BMC Infectious Diseases (May 2024)
Policy, practice, and prediction: model-based approaches to evaluating N. gonorrhoeae antibiotic susceptibility test uptake in Australia
Abstract
Abstract Background Antimicrobial resistance (AMR) represents a significant threat to global health with Neisseria gonorrhoea emerging as a key pathogen of concern. In Australia, the Australian Gonococcal Surveillance Program (AGSP) plays a critical role in monitoring resistance patterns.
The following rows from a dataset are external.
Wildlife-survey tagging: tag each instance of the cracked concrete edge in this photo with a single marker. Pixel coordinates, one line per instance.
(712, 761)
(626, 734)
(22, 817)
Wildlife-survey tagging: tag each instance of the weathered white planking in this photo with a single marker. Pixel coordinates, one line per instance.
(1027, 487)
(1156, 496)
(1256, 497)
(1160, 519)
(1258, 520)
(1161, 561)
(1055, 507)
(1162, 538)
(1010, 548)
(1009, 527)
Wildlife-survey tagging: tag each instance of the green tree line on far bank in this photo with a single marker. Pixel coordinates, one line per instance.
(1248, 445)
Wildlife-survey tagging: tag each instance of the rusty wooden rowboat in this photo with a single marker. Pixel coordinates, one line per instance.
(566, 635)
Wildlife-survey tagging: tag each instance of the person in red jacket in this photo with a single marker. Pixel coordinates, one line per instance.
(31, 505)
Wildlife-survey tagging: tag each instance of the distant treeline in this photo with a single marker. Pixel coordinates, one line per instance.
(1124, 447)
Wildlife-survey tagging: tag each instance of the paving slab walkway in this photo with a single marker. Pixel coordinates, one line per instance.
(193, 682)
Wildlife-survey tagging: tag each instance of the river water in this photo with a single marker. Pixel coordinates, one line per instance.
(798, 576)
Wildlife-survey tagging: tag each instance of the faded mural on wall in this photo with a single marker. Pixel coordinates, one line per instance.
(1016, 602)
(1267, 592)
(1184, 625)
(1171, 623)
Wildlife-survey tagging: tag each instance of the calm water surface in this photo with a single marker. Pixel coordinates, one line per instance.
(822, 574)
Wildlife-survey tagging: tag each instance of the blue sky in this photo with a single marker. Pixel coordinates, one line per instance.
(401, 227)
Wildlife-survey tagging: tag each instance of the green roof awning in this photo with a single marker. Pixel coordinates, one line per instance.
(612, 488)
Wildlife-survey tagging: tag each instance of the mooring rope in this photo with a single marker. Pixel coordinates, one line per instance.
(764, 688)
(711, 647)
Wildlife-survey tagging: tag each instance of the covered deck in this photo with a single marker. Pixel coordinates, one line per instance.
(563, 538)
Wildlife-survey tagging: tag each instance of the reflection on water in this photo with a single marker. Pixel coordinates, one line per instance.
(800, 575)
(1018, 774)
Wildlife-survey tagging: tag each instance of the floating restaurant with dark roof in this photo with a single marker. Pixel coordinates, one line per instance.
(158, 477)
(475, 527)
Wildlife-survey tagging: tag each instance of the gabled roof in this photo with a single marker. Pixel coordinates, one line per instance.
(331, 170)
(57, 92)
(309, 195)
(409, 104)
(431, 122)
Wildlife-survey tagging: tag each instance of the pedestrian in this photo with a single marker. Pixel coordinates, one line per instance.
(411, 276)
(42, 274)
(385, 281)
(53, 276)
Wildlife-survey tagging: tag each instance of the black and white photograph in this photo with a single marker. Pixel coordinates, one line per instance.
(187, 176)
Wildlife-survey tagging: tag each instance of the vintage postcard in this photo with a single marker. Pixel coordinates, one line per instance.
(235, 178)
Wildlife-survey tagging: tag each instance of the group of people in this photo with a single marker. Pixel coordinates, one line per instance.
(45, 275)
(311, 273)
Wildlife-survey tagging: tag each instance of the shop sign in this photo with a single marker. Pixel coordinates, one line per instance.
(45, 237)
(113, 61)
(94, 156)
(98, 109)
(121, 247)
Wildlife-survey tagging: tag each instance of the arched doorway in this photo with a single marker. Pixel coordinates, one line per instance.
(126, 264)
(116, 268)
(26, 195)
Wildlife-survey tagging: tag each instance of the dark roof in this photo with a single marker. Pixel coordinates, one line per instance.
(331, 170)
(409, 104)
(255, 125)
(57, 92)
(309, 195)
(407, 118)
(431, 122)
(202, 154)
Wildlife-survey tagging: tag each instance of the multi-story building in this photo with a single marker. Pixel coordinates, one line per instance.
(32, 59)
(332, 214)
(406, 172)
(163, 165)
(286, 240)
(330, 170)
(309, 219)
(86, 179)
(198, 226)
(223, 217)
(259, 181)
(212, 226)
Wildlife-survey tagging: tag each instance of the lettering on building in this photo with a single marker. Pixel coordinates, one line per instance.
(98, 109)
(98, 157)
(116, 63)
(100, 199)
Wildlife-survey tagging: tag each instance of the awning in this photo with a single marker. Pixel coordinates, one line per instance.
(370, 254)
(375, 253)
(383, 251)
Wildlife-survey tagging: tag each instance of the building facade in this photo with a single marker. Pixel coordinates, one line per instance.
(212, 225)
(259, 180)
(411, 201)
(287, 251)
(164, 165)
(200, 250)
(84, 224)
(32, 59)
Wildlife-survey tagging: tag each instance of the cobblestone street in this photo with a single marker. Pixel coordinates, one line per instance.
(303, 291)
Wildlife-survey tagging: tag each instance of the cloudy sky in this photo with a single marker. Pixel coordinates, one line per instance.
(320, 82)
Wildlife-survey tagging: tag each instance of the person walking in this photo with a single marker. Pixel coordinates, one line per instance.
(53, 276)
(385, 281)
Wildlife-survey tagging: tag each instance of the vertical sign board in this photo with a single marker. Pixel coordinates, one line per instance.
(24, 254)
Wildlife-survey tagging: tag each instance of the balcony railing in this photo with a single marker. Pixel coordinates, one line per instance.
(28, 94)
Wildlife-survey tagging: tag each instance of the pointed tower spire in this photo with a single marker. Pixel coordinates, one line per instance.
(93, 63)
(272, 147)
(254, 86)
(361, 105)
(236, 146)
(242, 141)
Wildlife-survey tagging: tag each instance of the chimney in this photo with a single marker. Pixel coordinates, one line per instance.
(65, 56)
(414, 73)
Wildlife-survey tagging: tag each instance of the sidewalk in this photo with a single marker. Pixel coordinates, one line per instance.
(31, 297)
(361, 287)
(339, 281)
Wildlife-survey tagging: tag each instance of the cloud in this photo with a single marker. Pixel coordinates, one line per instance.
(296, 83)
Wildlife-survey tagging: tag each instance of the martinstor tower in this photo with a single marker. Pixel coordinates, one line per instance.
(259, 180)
However, antibiotic susceptibility test (AST) uptake – a crucial component for effective resistance surveillance – remains to be a limiting factor. The study aims to model the processes involved in generating AST tests for N. gonorrhoea isolates within the Australian healthcare system and assess the potential impact of systematic and policy-level changes. Methods Two models were developed. The first model was a mathematical stochastic health systems model (SHSM) and a Bayesian Belief Network (BBN) to simulate the clinician-patient dynamics influencing AST initiation. Key variables were identified through systematic literature review to inform the construction of both models. Scenario analyses were conducted with the modification of model parameters. Results The SHSM and BBN highlighted clinician education and the use of clinical support tools as effective strategies to improve AST. Scenario analysis further identified adherence to guidelines and changes in patient-level factors, such as persistence of symptoms and high-risk behaviours, as significant determinants. Both models supported the notion of mandated testing to achieve higher AST initiation rates but with considerations necessary regarding practicality, laboratory constraints, and culture failure rate. Conclusion The study fundamentally demonstrates a novel approach to conceptualising the patient-clinician dynamic within AMR testing utilising a model-based approach. It suggests targeted interventions to educational, support tools, and legislative framework as feasible strategies to improve AST initiation rates. However, the research fundamentally highlights substantial research gaps in the underlying understanding of AMR.